Wednesday, July 16, 2014

Tripoli Airport Battle

It is easy to watch events in Iraq and Israel/Palestine and forget that Libya is also in turmoil.  Today marked the fourth day of a battle for control of Tripoli's main airport, a crucial line to the rest of the world.  Yesterday the New York Times reported:
At the Tripoli airport, no quick end to the fighting was in sight. Fighters from the western mountain city of Zintan took control of the airport in 2011, after the revolt against Colonel Qaddafi, when the militias involved in the revolt embarked on a mad dash for spoils.
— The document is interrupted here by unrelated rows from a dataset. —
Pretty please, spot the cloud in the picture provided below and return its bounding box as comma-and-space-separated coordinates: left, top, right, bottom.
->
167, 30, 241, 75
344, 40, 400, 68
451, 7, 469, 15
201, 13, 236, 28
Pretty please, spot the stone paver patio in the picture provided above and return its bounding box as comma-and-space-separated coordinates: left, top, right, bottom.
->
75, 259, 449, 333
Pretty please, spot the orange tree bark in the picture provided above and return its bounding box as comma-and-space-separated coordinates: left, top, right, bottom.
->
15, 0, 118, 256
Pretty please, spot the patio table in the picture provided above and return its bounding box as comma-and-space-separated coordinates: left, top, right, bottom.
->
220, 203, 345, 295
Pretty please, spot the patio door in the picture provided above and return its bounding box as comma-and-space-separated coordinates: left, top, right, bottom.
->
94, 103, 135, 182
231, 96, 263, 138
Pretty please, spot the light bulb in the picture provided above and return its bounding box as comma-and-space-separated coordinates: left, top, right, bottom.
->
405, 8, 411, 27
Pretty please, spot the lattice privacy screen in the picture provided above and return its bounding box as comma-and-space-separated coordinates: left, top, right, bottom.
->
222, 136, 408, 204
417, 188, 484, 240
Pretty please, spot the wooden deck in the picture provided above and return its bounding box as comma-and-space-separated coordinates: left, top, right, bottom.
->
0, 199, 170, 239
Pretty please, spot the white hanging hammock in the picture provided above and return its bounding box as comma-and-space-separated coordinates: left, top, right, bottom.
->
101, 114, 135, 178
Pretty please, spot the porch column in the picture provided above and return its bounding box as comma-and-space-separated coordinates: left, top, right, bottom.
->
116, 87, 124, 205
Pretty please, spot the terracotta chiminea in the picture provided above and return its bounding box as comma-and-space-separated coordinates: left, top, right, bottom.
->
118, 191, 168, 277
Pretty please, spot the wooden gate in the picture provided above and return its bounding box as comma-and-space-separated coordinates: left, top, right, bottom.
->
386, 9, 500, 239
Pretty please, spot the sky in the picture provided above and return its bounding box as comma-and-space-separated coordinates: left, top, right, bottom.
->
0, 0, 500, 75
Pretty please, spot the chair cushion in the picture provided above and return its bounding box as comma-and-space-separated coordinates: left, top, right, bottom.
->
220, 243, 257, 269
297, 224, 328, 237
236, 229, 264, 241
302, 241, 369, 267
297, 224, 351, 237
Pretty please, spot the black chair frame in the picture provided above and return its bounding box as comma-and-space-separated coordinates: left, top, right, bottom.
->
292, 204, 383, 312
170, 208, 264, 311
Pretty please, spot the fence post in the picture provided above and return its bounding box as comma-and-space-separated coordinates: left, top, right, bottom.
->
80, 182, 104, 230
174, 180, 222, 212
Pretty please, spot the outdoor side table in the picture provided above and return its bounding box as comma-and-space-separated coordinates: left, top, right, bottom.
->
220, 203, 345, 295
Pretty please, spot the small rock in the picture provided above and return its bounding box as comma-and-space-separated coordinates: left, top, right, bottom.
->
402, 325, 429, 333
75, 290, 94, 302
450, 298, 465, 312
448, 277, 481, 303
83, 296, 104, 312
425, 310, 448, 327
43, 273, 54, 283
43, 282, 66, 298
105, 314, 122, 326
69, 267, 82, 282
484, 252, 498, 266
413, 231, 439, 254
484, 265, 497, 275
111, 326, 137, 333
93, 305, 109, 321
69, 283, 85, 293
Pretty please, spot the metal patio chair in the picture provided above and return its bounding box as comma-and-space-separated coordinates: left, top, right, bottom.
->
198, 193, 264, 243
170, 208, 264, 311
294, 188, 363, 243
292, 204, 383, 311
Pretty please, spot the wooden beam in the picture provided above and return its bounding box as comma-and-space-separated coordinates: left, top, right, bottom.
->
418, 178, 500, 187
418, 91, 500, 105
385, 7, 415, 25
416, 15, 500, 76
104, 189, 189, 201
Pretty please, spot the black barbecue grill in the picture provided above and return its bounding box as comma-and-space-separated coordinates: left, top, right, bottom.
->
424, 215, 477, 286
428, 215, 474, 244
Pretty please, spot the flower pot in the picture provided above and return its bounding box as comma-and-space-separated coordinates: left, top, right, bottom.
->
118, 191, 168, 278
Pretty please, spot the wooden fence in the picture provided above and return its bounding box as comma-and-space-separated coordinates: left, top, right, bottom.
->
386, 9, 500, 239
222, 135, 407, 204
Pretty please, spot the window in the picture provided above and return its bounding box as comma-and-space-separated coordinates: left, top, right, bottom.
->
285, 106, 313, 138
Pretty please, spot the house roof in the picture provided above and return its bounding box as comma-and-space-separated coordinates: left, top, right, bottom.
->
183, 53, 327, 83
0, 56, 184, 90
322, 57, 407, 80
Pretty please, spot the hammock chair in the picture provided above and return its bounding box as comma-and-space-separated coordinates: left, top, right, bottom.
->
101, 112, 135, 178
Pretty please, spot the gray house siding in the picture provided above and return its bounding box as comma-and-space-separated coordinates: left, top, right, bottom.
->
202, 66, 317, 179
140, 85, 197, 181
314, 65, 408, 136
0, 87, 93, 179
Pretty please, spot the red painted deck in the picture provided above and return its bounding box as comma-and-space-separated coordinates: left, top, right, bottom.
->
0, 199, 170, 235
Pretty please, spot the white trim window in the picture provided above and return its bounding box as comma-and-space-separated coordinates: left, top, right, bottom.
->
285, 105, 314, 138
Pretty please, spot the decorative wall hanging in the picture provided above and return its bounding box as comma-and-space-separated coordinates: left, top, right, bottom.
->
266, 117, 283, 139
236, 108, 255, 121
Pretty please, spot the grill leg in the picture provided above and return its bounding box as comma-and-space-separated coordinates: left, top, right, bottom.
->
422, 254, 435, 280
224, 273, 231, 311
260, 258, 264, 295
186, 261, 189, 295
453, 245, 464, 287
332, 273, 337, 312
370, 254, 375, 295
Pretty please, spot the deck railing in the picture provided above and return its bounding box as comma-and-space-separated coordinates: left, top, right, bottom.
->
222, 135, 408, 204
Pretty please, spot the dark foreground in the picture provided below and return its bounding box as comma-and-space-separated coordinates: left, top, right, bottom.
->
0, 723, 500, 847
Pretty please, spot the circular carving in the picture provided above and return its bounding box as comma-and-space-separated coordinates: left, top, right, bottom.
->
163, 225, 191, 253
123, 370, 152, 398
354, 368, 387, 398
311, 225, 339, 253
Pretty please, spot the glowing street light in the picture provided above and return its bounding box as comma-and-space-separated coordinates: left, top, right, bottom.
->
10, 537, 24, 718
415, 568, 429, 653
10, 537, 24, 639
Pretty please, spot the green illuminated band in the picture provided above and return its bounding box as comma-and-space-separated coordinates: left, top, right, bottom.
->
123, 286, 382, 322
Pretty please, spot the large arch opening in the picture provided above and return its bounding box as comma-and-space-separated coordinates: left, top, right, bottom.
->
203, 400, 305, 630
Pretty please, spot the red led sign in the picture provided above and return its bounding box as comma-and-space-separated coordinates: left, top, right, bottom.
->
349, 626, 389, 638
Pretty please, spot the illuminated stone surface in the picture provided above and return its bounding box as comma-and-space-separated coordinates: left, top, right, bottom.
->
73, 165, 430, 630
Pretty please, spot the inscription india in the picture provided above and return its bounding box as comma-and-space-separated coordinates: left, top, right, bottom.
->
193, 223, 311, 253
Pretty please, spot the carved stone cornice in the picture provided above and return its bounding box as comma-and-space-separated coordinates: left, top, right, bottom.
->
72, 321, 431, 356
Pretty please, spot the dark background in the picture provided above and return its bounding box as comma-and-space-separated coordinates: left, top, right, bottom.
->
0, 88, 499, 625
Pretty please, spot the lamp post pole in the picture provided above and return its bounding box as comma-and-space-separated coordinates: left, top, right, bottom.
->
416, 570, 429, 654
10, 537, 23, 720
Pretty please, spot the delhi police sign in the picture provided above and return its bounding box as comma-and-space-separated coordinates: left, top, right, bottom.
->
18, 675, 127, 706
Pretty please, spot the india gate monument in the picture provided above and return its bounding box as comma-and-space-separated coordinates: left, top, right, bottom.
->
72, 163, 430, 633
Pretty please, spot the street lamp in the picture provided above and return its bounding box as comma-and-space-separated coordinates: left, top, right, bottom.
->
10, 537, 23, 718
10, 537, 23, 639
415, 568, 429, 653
Hundreds of Zintani fighters were in the airport on Tuesday, defending their turf. In the passenger terminal, some cooked dinner, preparing to break the Ramadan fast. On the airfield, the fighters used tanks, mortar shells and antiaircraft guns against their enemies: rival fighters, including from the coastal city of Misurata, who had taken up positions in a village next to the airport...
The violence had links to a battle on the other side of the country, in the eastern city of Benghazi, where a general named Khalifa Hifter has declared that fighters loyal to him constitute the national army, with a mission to vanquish Libya’s Islamist militias and politicians. The fighting at the airport also seems to reflect the unsettled politics in Libya, where recent elections were expected to return fewer Islamist lawmakers to Parliament.
To complete the circle, the militias attacking the airport are affiliated with Islamists, the political tendency targeted by General Hifter and his allies.